After his father’s health began to deteriorate, Hester and his wife bought the bee business. Today the company operates under the name of Georgia Bee Supply LLC, and with the help of their children, nephews and close friends, the business produces package bees, queens, honey and supplies for other beekeepers all over the U.S. Hester is among several commercial beekeepers who produce bees and queen bees for sale in Georgia.
Because of the state’s mild climate, Georgia has traditionally been a high producer of queen bees. And while the industry has been in flux recently, the queen and package industry in Georgia is going strong with the demand often wildly exceeding the supply. One reason businesses like Hester’s have become increasingly important: Honeybees are the No. 1 source for crop pollination, and honeybee pollination accounts for more than 30 percent of the fruits and vegetables produced in Georgia. Pollination from honeybees and other pollinators adds more than $15 billion dollars to the U.S. economy per year in production of fruits, nuts and vegetables, and accounts for some $336 million per year of Georgia’s economy.
But Hester says since the mid 1940s, the number of live bee colonies in the U.S. has declined from 5 million to approximately 2 million.
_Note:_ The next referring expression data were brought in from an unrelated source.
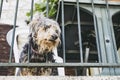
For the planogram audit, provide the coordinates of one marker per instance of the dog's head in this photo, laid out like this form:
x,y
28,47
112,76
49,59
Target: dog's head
x,y
45,33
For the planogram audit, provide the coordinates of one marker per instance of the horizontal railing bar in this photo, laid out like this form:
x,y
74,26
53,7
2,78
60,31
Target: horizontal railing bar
x,y
95,2
59,65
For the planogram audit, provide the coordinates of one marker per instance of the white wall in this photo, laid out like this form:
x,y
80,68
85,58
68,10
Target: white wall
x,y
8,11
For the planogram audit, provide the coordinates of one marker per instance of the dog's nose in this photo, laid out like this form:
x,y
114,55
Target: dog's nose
x,y
54,37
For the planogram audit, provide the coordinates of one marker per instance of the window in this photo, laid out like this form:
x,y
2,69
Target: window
x,y
90,37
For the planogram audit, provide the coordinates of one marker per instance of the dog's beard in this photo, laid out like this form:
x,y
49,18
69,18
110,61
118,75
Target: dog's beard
x,y
45,46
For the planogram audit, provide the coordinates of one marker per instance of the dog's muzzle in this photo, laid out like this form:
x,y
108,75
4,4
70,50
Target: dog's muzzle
x,y
53,37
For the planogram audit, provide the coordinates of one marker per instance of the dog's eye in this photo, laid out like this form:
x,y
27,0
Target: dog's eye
x,y
46,27
56,31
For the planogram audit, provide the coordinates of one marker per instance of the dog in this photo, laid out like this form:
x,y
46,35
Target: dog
x,y
44,37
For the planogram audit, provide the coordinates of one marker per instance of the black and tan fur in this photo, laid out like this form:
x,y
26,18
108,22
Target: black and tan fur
x,y
43,39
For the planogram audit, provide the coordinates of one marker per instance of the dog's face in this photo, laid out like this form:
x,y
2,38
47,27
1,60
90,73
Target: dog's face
x,y
45,33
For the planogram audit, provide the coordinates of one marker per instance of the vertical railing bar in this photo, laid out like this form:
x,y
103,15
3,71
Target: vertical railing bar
x,y
112,35
63,31
96,31
111,30
31,17
47,8
57,12
13,35
79,32
1,4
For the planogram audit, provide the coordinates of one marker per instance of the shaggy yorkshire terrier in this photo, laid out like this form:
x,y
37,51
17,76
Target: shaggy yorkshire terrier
x,y
43,39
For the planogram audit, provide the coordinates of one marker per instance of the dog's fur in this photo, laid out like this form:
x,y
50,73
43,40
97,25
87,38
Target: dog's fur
x,y
43,39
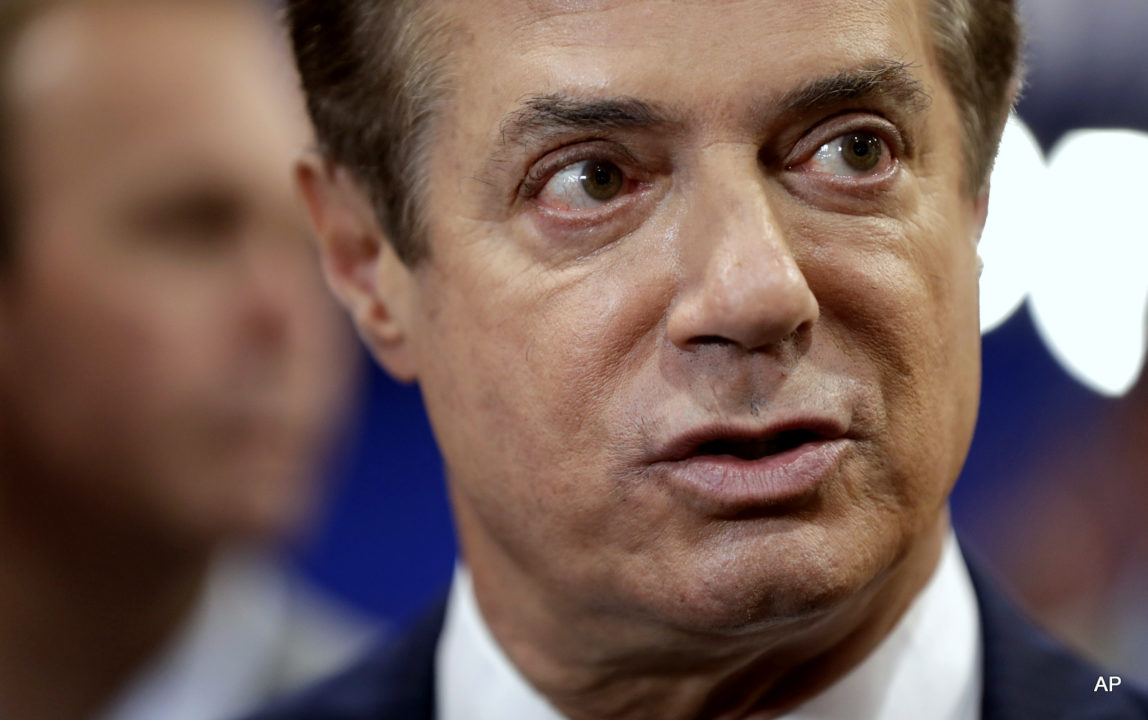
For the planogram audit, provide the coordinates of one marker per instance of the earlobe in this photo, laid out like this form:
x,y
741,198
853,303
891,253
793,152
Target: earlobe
x,y
358,262
980,210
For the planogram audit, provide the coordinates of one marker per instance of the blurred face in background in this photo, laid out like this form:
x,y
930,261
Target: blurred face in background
x,y
170,358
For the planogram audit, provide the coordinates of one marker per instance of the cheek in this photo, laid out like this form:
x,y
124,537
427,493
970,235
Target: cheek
x,y
901,307
545,358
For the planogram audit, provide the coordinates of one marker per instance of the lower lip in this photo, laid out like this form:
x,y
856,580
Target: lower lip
x,y
723,484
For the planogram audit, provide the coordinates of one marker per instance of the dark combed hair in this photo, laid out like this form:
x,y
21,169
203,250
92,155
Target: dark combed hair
x,y
375,72
374,75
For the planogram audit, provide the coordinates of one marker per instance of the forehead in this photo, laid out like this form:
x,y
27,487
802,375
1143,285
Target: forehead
x,y
706,53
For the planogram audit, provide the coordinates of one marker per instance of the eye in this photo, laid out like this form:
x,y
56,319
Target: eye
x,y
853,154
583,185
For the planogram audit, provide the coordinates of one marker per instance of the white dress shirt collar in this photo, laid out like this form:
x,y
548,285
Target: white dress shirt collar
x,y
929,666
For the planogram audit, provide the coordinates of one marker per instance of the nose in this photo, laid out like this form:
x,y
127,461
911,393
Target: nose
x,y
741,283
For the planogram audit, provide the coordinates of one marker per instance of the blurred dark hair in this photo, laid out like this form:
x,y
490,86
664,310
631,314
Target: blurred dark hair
x,y
374,72
15,16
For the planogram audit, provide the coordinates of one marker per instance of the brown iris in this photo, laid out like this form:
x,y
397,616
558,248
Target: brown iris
x,y
602,180
861,151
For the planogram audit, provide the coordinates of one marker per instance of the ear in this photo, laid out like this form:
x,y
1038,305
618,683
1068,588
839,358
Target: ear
x,y
359,263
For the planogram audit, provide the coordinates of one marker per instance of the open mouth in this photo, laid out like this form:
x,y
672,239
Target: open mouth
x,y
757,448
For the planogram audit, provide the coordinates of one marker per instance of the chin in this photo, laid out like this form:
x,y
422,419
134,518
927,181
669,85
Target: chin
x,y
789,578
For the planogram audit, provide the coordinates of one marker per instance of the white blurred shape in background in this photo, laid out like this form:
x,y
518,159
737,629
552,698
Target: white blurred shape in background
x,y
1071,237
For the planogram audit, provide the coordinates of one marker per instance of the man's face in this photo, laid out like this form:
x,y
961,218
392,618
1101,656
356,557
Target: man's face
x,y
698,327
171,356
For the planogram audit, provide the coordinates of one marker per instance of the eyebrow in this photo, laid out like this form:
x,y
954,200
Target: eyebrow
x,y
882,79
541,117
544,116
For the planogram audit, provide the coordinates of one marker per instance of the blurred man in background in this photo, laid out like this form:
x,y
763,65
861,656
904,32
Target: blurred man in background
x,y
170,366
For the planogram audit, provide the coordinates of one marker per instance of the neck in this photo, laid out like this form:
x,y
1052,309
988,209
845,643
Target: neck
x,y
84,605
590,666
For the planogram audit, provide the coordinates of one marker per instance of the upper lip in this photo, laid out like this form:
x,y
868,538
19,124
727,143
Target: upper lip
x,y
760,439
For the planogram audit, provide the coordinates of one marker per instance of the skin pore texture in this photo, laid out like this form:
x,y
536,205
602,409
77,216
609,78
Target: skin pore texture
x,y
170,364
742,278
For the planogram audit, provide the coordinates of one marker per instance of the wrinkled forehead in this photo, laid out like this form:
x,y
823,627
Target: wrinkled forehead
x,y
704,56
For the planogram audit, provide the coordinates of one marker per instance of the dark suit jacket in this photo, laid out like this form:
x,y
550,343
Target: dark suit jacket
x,y
1028,676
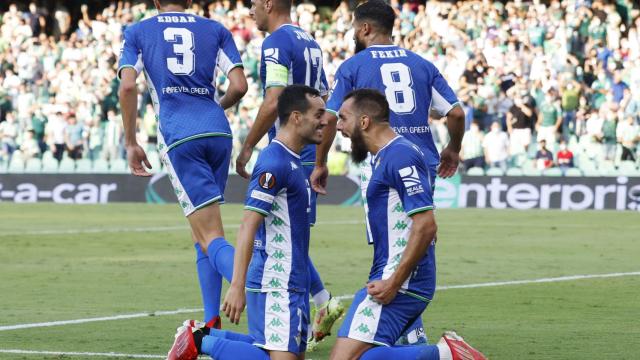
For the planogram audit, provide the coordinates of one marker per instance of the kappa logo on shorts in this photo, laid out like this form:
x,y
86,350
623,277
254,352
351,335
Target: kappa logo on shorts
x,y
267,181
271,55
411,180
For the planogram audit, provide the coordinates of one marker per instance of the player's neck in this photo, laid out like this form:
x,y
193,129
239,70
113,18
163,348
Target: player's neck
x,y
379,138
171,8
380,39
282,19
290,140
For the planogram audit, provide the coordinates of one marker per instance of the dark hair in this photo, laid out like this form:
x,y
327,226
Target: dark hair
x,y
182,3
282,5
370,102
294,98
378,12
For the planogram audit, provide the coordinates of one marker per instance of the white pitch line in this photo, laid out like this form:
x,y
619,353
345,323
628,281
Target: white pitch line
x,y
148,229
68,353
342,297
524,282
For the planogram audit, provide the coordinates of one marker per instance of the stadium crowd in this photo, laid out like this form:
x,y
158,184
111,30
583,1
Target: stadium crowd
x,y
541,85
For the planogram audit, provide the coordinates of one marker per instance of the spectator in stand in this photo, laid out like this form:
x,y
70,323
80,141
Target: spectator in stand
x,y
609,136
472,154
549,119
74,137
544,157
9,131
496,147
29,146
628,136
520,120
565,156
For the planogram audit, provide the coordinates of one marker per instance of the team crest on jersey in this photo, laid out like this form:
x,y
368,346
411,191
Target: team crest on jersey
x,y
271,55
411,180
267,181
That statistic encouraged the University of Georgia and the Georgia Department of Agriculture to develop a pollinator stewardship plan to serve as a guide for both commercial and backyard beekeepers in an effort to protect the state’s vital pollinators.
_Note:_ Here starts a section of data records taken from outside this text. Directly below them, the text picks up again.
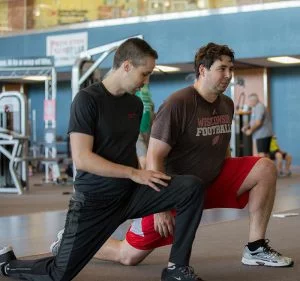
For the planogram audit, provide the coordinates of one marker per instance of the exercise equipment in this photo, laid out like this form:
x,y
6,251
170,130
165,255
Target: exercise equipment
x,y
13,142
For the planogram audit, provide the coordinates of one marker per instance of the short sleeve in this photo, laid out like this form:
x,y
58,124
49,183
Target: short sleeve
x,y
83,115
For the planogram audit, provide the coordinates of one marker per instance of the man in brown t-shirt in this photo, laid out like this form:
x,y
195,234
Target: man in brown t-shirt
x,y
191,135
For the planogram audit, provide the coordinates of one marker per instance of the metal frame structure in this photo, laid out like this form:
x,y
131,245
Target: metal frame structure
x,y
14,145
17,70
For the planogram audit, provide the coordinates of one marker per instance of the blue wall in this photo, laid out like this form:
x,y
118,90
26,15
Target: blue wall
x,y
250,34
64,97
285,104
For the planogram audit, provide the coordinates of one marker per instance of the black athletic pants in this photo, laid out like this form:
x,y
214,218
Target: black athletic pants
x,y
92,218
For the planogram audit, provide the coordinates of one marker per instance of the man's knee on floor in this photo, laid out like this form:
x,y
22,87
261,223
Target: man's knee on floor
x,y
267,167
129,260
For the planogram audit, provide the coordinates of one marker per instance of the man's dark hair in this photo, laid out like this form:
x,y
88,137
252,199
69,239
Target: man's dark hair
x,y
208,54
135,50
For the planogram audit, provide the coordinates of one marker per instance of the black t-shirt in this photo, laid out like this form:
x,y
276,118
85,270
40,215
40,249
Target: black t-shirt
x,y
114,123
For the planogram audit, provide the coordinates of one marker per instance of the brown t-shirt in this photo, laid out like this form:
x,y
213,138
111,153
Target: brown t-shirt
x,y
198,132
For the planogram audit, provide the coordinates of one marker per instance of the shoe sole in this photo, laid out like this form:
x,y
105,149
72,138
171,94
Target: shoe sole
x,y
265,263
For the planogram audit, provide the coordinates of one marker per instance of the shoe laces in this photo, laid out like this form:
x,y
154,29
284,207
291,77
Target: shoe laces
x,y
269,250
188,271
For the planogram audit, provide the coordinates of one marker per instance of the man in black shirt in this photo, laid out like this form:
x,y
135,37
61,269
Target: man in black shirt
x,y
109,187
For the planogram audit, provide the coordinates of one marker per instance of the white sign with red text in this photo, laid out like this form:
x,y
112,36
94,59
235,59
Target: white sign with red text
x,y
65,48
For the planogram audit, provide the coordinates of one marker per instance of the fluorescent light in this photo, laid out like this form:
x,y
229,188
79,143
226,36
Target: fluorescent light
x,y
36,78
285,60
165,68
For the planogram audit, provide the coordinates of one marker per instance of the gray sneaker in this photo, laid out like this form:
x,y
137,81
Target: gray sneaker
x,y
56,244
6,255
265,255
182,273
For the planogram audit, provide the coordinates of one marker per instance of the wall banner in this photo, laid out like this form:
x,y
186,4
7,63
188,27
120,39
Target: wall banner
x,y
65,48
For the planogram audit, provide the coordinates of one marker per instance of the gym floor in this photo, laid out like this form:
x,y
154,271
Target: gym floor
x,y
31,221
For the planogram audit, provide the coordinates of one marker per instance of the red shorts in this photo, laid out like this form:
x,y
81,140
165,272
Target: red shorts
x,y
222,193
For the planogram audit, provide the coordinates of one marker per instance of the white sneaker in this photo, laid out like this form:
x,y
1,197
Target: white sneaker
x,y
266,256
54,247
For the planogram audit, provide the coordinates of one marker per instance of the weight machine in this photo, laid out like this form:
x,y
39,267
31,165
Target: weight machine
x,y
17,70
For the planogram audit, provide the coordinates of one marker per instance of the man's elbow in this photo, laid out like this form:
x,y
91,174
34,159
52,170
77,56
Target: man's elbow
x,y
79,162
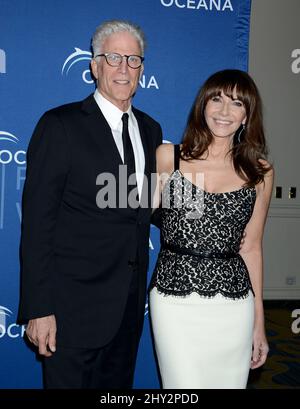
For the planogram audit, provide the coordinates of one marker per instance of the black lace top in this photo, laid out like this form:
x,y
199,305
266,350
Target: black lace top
x,y
207,222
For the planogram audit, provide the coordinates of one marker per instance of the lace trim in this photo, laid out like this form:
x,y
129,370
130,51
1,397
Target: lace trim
x,y
205,294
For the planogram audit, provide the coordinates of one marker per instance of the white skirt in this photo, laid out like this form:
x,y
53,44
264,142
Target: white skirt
x,y
202,343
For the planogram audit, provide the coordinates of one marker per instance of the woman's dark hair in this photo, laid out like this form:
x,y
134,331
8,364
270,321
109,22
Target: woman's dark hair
x,y
245,154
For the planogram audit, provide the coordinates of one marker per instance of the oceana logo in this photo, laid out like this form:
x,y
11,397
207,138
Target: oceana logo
x,y
74,58
295,66
6,155
208,5
11,330
81,55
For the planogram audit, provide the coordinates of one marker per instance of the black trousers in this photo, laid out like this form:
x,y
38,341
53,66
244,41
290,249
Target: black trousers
x,y
109,367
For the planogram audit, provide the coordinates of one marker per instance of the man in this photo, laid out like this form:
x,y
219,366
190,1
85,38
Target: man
x,y
84,264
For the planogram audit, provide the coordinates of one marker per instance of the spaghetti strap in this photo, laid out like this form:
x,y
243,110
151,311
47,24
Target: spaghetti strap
x,y
176,157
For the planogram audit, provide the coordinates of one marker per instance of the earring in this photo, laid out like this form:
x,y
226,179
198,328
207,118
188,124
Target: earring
x,y
240,133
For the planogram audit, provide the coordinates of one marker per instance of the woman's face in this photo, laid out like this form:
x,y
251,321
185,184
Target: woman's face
x,y
224,115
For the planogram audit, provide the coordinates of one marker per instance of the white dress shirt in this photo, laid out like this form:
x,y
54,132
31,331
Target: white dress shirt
x,y
113,116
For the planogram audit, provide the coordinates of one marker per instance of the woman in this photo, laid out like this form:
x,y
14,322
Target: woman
x,y
206,293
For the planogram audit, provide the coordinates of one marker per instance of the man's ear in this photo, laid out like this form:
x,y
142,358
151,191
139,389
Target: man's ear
x,y
94,68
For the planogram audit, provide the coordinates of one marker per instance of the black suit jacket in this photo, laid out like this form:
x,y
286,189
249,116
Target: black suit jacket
x,y
77,260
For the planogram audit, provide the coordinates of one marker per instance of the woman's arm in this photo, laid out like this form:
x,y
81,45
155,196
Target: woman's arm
x,y
253,257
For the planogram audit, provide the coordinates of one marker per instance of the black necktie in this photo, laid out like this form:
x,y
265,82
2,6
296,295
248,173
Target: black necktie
x,y
128,151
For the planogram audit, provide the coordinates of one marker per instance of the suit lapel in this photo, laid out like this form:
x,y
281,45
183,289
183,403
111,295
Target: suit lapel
x,y
100,129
“Whether you’re a backyard, urban Georgia citizen, or if you farm 10,000 acres, you’ll be able to pick up this document and get something practical out of it – something you can turn right around and immediately put to use for helping our pollinators,” says Keith Delaplane, director of the Honey Bee Program at the University of Georgia.
The university’s Beekeeping Institute, a partnership with Young Harris College, is also working to improve the plight of pollinators by educating beekeepers through classes, workshops and seminars. The Institute is also the home of the Georgia Master Beekeeper Program, a four-step graded program loosely modeled after the Master Gardener Program.
“[The Institute] is the high watermark of our extension activities here at UGA; I call it the Harvard of bee schools,” Delaplane says. “We make it a point to bring in the best and most knowledgeable speakers in the English-speaking world. So the people who come to the Young Harris Institute are hearing the best and the most timely bee science that is available.”
For his part, Hester is helping sustain the industry by hosting queen rearing classes and providing instructional DVDs to novice keepers.
“Introducing more people to beekeeping will help revive the honey bee population and bring awareness to people about how important bees are to our environment,” Hester says.
Delaplane agrees and adds that sustaining the industry is also vital to sustaining a big part of the state’s history and heritage.
“There’s an element of tradition to this,” he says. “You get families who have set up these businesses and they tend to persist – some of them are multigenerational. These things take on a culture of their own and become a tradition in our state. It’s hard to be a beekeeper these days, so we need to value these producers.”